The motion states: “This house deplores recent actions taken by … Trump, including his executive order on immigration and refugees, and notably his comments on torture and women.”
A group of Labour’s most senior women have also vowed to stage a “no show” in Westminster if the US president is invited to speak.
The party’s former deputy leader, Harriet Harman, is leading the call for female MPs to “empty chair” Trump, saying his views on women and a number of other issues were “appalling.”
“I could not be there clapping a man who is a self-confessed groper,” she told the Observer.
“His views on many issues are unacceptable. And on foreign policy he seems to think he can just bully other countries to get his way. That we should sit there smiling and clapping is… well for me it is out of the question."
Former Conservative minister Anna Soubry said she would think twice about attending a Trump speech.
Speaking to the BBC, she said: “I’m not sure I would go. The one thing about Trump is what does he want and crave the most? And that’s attention. He’s like a little spoilt child… He’s the sort where really ignoring could often be the best thing.”

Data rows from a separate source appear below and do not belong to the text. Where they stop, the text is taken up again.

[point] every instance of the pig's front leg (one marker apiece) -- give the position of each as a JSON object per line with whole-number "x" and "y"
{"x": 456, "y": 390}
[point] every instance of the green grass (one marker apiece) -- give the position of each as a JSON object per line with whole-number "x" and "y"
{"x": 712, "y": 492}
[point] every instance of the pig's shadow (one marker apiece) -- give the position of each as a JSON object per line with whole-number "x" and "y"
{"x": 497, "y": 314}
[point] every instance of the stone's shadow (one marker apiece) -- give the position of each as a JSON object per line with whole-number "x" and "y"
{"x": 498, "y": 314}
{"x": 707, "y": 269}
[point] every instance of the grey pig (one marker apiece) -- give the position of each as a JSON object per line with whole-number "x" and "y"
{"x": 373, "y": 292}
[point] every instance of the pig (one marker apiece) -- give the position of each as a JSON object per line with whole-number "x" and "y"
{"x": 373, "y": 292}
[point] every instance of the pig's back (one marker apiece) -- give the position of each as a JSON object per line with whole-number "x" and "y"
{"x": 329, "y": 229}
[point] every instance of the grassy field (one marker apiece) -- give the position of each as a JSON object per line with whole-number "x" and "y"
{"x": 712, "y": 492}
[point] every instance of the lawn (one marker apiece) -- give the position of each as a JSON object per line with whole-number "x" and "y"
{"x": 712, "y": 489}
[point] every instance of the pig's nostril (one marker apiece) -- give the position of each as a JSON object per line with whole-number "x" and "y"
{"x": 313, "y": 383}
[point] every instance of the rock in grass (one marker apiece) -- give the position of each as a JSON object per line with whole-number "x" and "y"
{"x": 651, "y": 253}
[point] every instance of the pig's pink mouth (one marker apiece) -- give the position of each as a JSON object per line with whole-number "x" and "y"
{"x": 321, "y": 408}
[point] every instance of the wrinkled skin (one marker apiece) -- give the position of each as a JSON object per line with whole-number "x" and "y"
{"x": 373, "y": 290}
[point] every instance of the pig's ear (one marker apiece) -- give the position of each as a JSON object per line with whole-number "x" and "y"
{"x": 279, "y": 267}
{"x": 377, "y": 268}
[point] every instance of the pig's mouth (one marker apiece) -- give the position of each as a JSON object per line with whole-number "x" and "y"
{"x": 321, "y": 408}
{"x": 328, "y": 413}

Commons speaker John Bercow, one of three Parliamentary officials who must decide whether an address will go ahead and where in Westminster it would take place, is “not happy” with the level of concern among MPs and worried about backlash from them, the Sunday Telegraph reports.
Labour’s Chris Bryant, who once oversaw the Foreign Ministry department charged with organizing state visits, said that of the 115 that have taken place since Queen Elizabeth II began her reign, only 60 visiting dignitaries have made speeches to both Houses of Parliament.
Bryant said a decision on whether a person would speak at Westminster Hall or a smaller venue such as the Royal Gallery was not about prestige, but about which location could be filled.
While former US President Barack Obama, President of South Africa Nelson Mandela, and Pope Benedict XVI all delivered speeches in Westminster Hall, India’s prime minister, Narendra Modi, spoke in the Royal Gallery.
Russian President Vladimir Putin was afforded a state visit, but did not make an address.
Neither Ronald Reagan nor George W Bush addressed Parliament during their state visits.